When General Motors in 1984 spent $2.5 billion to acquire Electronic Data Systems, which Perot had founded 22 years earlier, the transaction at first looked like a brilliant play by GM to introduce modern computing throughout its operations.
Just months later, Perot – who died today at the age of 89 – was clashing with GM management and chief executive Roger Smith as the newest member of the automaker’s board of directors. Now on the inside of GM, he discovered the company was too slow, bureaucratic and hidebound – and that Smith wasn’t keeping his promise to allow EDS executives introduce computing technology quickly or thoroughly enough into GM operations.
Disillusioned by GM’s slow pace of innovation and decision making, Perot famously quipped “at EDS when we see a snake we kill it. At GM they appoint a committee to study snakes.”
Eventually, Perot exited GM – but not before publicly denouncing Smith and excoriating the automaker’s business practices. The blowup foreshadowed GM’s deteriorating performance and accumulating debt, which culminated in the company’s 2009 bankruptcy. Perot had been prophetic: GM turned out to be a lumbering dinosaur that finally couldn’t get out of its own way.

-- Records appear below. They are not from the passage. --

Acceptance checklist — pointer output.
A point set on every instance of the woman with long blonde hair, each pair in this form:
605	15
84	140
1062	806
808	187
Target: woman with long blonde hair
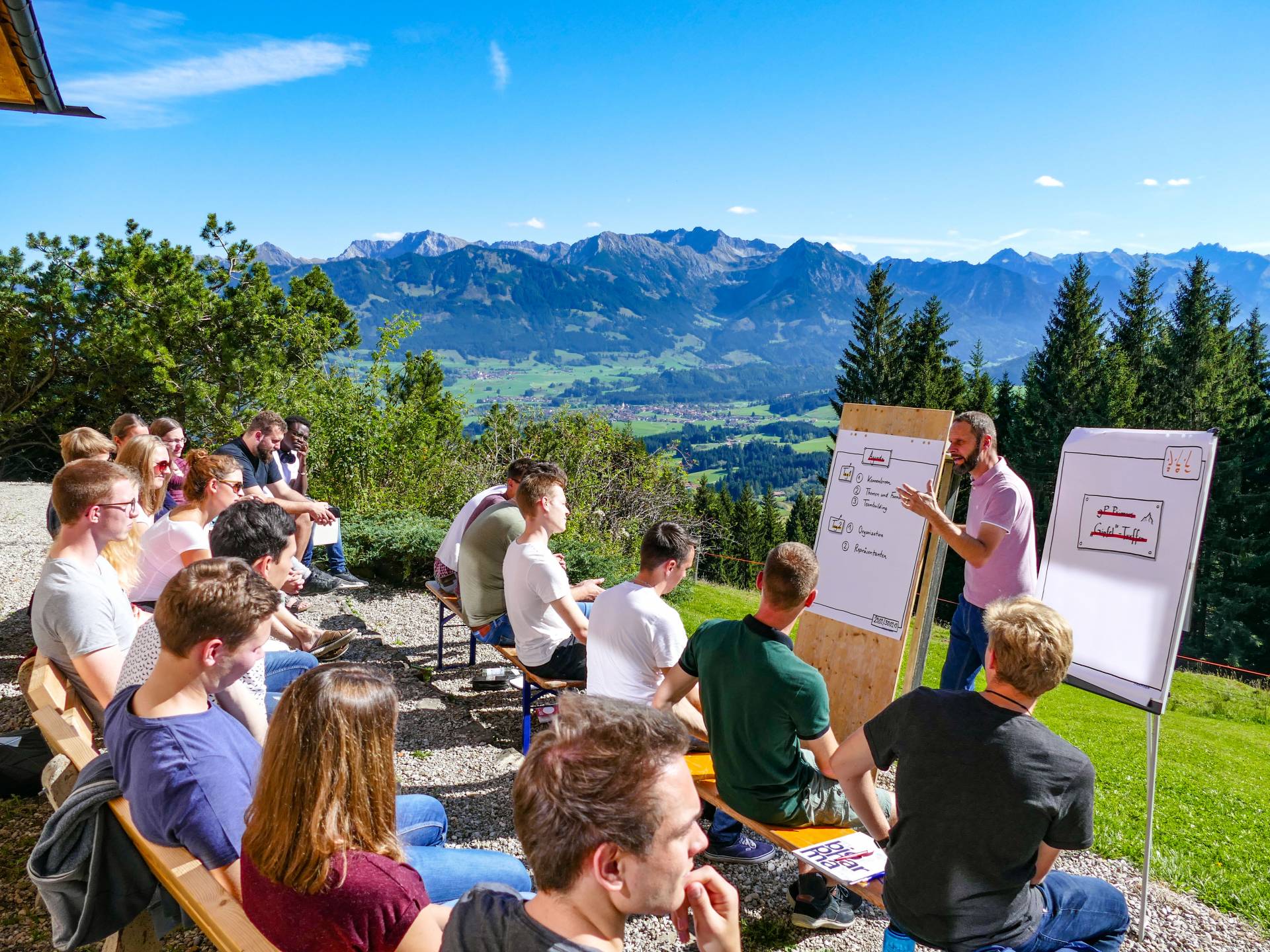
331	857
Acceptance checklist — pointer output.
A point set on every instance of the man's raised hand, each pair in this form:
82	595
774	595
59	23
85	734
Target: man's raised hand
715	910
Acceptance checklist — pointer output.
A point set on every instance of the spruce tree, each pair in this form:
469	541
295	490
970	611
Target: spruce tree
873	362
1005	415
1137	337
931	376
980	391
1066	385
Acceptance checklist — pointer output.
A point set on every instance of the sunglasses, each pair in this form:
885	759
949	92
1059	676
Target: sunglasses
132	506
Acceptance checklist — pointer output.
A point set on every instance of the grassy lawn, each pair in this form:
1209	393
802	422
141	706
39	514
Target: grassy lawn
1212	785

Perot’s advancing age, a desire for privacy and declining health dissuaded me from asking his opinion about the government’s decision to reorganize and refinance GM rather than to allow a possible liquidation. My guess is that he would have approved, because he had great affection for GM, regarding it as an American institution, not another giant car company.
In fact, Perot originally had been ambivalent about selling out to GM – but he was convinced that he and EDS had the potential to energize and modernize its acquirer, which was feeling increasing heat from rising competition from Japan’s car industry and especially from Toyota Motor Corp.
Perot’s spirit, humor, business insights, warmth and generosity will be missed. After his family, he cared most about the people of EDS and a subsequent company he founded, Perot Systems. As a graduate of the U.S. Naval Academy, he had a soft spot for military veterans and hired many of them over the years.
The son of a cotton trader from Texarkana, he was an Eagle Scout who rose from humble origins to the highest levels of American business, wealth, politics and civic life. He was never ostentatious or showy, preferring when I knew him to drive a three-year-old Buick Electra. One evening at a Dallas restaurant, I gave the waiter my drink order and Perot declined, explaining that he had never sipped alcohol.
“Never? Why is that,” I asked.
“When I was young my father asked me not to,” he replied.
Years later I am still inspired by his sense of duty, his loyalty to his father’s memory and his devotion to the principles of scouting, the Naval Academy and business success.